Gute-Nacht-Geschichten haben eine besondere Bedeutung im ritualisierten Einschlafmodus von Kindern. Sie dürfen nicht allzu aufwühlend oder aufregend sein, sondern sollten am besten eine wohltuende Ruhe versprühen. Vorlesen stärkt außerdem die Bindung zwischen Eltern und Kind. Die Eltern werden sich freuen hier eine recht große Schrift vorzufinden, die auch bei schlechteren Lichtverhältnissen gut lesbar ist. Beim abendlichen Vorleseritual entsteht die Möglichkeit, sich nahe zu sein, gibt Sicherheit und hilft dabei, den Übergang vom Tag in die Nacht bewusst zu gestalten.

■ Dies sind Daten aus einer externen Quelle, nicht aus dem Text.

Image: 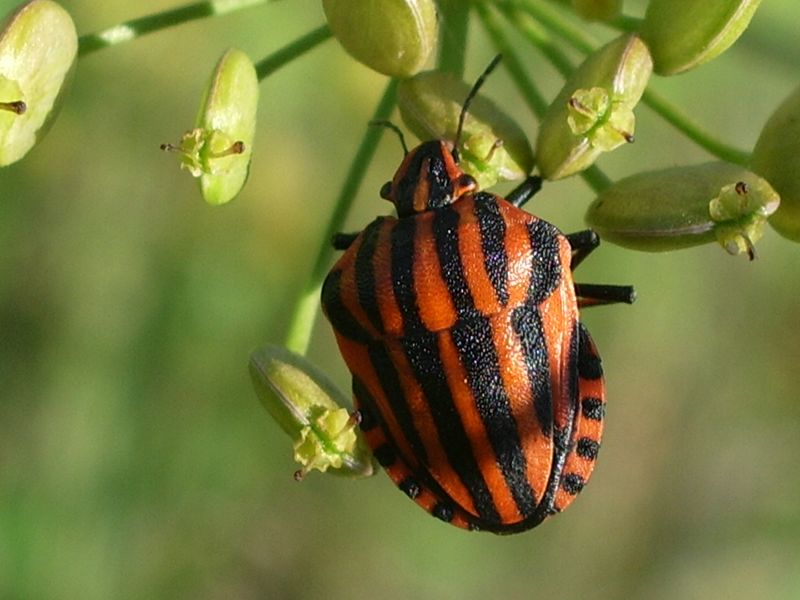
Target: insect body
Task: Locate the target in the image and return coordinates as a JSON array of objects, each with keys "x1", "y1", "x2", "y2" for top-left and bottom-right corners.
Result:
[{"x1": 322, "y1": 61, "x2": 633, "y2": 533}]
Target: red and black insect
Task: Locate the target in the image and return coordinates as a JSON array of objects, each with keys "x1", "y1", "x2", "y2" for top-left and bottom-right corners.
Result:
[{"x1": 322, "y1": 57, "x2": 634, "y2": 533}]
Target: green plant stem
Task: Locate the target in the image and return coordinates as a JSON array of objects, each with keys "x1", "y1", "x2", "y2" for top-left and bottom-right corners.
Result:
[
  {"x1": 498, "y1": 0, "x2": 597, "y2": 54},
  {"x1": 437, "y1": 0, "x2": 470, "y2": 77},
  {"x1": 475, "y1": 3, "x2": 548, "y2": 120},
  {"x1": 608, "y1": 15, "x2": 642, "y2": 33},
  {"x1": 476, "y1": 4, "x2": 611, "y2": 193},
  {"x1": 78, "y1": 0, "x2": 267, "y2": 56},
  {"x1": 502, "y1": 8, "x2": 575, "y2": 79},
  {"x1": 285, "y1": 80, "x2": 397, "y2": 354},
  {"x1": 642, "y1": 88, "x2": 750, "y2": 166},
  {"x1": 256, "y1": 25, "x2": 332, "y2": 81},
  {"x1": 499, "y1": 0, "x2": 750, "y2": 164}
]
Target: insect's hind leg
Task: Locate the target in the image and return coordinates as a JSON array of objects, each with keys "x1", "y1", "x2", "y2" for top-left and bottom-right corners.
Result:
[
  {"x1": 566, "y1": 229, "x2": 636, "y2": 308},
  {"x1": 331, "y1": 232, "x2": 358, "y2": 250},
  {"x1": 575, "y1": 283, "x2": 636, "y2": 308},
  {"x1": 506, "y1": 175, "x2": 542, "y2": 208},
  {"x1": 566, "y1": 229, "x2": 600, "y2": 271}
]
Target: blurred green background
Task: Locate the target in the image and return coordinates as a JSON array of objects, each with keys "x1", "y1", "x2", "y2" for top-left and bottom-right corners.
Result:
[{"x1": 0, "y1": 0, "x2": 800, "y2": 600}]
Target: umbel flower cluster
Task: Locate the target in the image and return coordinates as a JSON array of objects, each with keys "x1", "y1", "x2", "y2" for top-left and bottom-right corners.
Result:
[{"x1": 0, "y1": 0, "x2": 800, "y2": 475}]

Diese Kurzgeschichten drehen sich inhaltlich um den Sandmann und seine Helfer. Durch die eingestreuten fantasievollen Aspekte wird die Tür zum Areal im kindlichen Hirn geöffnet, das für Kreativität und Schaffensfreude zuständig ist. Gleichzeitig wirkt es wie eine Einladung in die Traumwelt einzutauchen. Der Schlafsand ist ein schönes Symbol für den Übergang in das Schlummerland. Auch die Zeichnungen wirken harmonisch, friedlich und liebevoll.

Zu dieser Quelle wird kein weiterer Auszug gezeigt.